# 01276 - ABS Hydraulic Pump (V64) 012 - Electrical Fault in Circuit (MKIV)?



## AutoX-FIB (Nov 20, 2004)

Hi everyone,I would think that a specific control module issue would mention that part, and not the hydraulic pump?

I did a search for this but I couldn't find anything on it.
I had my car scanned yesterday and it came up with this fault code for the ABS
1 Fault Found:
01276 - ABS Hydraulic Pump (V64)
012 - Electrical Fault in Circuit
The ABS light has been on for a couple weeks, system isn't working. We cleared the codes 3 or 4 times and it re-appeared each time. 
was hoping it would be something easy like a speed sensor. Not sure what to think of this. 
ABS control Module? Although I would think that if it were a problem specific to the control module it would mention that specific part? Maybe if I'm lucky it's a fuse or "electrical fault in circuit" means an issue with the wiring from the hydraulic pump to the control module? 
Anyone see this one before or have some ideas?


----------



## Uwe (Jan 16, 2000)

*Re: 01276 - ABS Hydraulic Pump (V64) 012 - Electrical Fault in Circuit (MKIV)? (AutoX-FIB)*

Would be better if you'd posted complete ABS data so we could see which ABS system you have -- they are _not_ all the same. 
If this is a Teves Mk.20, more often than not, that fault is indicative of a bad control module.
-Uwe-


----------



## AutoX-FIB (Nov 20, 2004)

*Re: 01276 - ABS Hydraulic Pump (Uwe)*

Here's the full log:
Saturday,30,January,2010,16:39:03:28973
VCDS Version: Release 908.1
Address 03: ABS Brakes Labels: 1C0-907-37x-ASR.lbl
Control Module Part Number: 1C0 907 379 D
Component and/or Version: ASR FRONT MK60 0103
Software Coding: 0018945
Work Shop Code: WSC 01317 785 00200
1 Fault Found:
01276 - ABS Hydraulic Pump (V64)
012 - Electrical Fault in Circuit

Hope this makes it clearer. Thanks for looking!


----------



## ajshoe (Aug 26, 2008)

did u ever resolve this V64 issue ???? thanks


----------



## psilo (Jan 19, 2008)

I've had this issue as well (still unsolved) and thought this bit of info didn't solve the issue for me, it may very well for you...

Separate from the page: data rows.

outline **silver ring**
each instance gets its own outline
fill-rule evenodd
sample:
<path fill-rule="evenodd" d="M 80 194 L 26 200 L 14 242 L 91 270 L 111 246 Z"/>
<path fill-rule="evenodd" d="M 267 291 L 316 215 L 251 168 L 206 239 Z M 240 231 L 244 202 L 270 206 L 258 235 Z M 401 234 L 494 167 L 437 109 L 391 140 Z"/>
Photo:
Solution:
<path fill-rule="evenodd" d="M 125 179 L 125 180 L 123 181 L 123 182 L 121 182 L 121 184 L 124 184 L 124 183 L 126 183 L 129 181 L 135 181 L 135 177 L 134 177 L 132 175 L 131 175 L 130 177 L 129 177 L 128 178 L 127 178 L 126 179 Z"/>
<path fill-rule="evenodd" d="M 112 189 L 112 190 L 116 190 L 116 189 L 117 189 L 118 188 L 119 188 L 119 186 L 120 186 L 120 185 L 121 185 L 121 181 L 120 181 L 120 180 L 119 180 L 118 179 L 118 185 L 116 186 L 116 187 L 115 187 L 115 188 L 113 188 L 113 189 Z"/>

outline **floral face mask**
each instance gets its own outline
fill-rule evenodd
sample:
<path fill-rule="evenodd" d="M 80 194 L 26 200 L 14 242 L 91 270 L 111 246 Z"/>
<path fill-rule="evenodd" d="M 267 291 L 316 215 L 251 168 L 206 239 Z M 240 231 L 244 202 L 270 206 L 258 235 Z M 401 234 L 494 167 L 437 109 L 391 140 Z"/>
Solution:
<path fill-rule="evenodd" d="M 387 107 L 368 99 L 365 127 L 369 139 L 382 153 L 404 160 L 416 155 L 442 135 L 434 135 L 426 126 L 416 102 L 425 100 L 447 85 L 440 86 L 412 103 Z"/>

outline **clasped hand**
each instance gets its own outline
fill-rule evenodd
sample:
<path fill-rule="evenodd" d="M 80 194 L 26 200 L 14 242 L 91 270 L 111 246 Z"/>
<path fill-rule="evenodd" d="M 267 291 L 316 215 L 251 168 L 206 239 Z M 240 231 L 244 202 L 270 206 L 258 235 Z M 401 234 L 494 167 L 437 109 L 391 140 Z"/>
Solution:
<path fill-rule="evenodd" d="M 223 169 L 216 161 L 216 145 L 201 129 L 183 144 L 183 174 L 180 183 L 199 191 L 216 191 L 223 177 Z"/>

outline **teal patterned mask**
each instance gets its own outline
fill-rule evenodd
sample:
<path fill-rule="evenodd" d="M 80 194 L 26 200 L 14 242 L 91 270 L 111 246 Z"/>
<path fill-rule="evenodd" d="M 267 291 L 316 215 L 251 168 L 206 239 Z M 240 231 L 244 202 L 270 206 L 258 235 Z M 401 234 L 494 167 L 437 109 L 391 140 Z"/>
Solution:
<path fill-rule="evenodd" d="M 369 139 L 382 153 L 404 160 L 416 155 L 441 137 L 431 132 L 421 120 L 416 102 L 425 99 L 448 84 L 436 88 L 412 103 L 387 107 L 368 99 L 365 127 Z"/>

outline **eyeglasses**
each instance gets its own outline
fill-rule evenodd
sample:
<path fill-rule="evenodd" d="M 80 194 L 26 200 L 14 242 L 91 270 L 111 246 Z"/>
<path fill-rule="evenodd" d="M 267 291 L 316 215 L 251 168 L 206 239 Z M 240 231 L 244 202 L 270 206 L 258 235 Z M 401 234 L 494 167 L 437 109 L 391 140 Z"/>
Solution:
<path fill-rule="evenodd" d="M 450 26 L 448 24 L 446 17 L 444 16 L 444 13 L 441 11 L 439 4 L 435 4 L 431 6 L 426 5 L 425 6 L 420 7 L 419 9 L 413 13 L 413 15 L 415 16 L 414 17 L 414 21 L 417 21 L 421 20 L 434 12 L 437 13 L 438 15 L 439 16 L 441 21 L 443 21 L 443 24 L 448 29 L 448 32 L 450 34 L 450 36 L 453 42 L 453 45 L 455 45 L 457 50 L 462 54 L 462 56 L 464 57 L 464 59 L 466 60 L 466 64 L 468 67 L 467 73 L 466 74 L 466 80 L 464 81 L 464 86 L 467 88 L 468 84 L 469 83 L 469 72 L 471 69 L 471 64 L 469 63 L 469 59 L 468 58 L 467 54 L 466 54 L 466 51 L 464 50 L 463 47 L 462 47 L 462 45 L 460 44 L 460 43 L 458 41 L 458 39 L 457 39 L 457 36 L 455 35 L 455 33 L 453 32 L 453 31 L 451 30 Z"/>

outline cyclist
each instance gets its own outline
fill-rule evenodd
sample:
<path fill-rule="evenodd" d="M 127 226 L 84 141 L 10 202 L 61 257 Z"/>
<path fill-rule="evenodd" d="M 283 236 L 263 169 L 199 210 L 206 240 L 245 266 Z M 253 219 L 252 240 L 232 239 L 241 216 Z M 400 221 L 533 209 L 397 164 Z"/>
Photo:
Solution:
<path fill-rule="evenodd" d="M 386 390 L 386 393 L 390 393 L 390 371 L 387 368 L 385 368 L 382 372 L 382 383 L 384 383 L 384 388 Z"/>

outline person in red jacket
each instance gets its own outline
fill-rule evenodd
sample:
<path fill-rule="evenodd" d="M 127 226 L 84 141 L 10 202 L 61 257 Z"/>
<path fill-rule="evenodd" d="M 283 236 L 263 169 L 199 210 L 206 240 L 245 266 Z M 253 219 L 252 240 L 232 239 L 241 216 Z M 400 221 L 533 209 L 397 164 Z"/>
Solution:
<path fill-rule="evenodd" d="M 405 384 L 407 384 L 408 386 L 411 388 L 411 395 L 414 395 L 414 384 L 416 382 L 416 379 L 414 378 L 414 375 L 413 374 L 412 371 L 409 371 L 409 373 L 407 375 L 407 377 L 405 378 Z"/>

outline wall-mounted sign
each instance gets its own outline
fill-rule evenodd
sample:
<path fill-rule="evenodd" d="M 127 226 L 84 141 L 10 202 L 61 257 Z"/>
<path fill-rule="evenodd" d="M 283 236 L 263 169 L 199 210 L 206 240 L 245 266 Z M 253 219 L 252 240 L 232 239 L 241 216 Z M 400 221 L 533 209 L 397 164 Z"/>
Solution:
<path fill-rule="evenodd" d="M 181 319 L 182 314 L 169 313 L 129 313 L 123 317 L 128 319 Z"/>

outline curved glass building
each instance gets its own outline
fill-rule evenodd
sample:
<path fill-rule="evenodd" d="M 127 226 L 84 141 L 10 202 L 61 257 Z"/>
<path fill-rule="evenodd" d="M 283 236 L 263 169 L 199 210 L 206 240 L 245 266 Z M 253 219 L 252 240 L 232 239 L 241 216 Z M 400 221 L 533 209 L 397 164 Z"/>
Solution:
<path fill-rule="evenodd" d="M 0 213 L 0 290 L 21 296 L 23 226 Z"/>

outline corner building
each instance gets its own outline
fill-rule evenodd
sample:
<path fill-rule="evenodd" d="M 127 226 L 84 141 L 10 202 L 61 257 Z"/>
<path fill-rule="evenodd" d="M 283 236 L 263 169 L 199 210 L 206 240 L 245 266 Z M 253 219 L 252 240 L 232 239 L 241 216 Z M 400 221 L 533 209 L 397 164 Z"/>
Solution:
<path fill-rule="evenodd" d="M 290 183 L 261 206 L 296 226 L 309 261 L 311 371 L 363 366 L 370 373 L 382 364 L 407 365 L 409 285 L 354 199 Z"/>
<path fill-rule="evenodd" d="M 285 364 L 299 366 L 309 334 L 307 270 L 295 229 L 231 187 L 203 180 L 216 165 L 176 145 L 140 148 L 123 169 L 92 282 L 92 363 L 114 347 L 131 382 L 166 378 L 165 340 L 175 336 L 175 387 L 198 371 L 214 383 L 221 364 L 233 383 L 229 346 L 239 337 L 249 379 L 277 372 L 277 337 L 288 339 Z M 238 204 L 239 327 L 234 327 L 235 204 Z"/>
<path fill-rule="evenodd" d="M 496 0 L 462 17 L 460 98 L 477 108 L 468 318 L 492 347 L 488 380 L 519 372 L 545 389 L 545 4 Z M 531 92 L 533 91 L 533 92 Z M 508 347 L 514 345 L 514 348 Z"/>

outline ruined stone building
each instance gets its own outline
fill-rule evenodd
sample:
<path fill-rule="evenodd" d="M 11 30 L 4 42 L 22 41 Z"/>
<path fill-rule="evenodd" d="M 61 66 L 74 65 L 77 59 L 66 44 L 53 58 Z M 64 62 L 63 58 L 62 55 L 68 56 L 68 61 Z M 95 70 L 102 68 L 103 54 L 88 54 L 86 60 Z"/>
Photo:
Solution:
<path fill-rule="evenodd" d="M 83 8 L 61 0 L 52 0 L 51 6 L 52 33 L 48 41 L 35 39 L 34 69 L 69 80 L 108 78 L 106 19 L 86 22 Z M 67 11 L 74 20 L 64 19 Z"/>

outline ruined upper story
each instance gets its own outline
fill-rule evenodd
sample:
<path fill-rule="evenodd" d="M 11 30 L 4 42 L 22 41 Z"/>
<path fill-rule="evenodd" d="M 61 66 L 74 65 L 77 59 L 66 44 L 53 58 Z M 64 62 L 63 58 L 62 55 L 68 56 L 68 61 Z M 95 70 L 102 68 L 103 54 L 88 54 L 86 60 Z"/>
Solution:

Check your ABS fuse in the box over the battery... it may not be popped but pull it and check out where it sits, mine was a little melty. I tried jumping the fuse with an inline fuse holder and used the same value blade style fuse. I've read it worked to solve the issue for some but it hasn't work for me yet. 

good luck


----------



## greengti81 (Jul 11, 2007)

^^^^^ What he said. But I have encountered those fuse blocks burned internally and or replaced with a cheap chinese one that has an open circuit inside of it. Skip jumping the fuse and jump power straight to the wire and see what happens


----------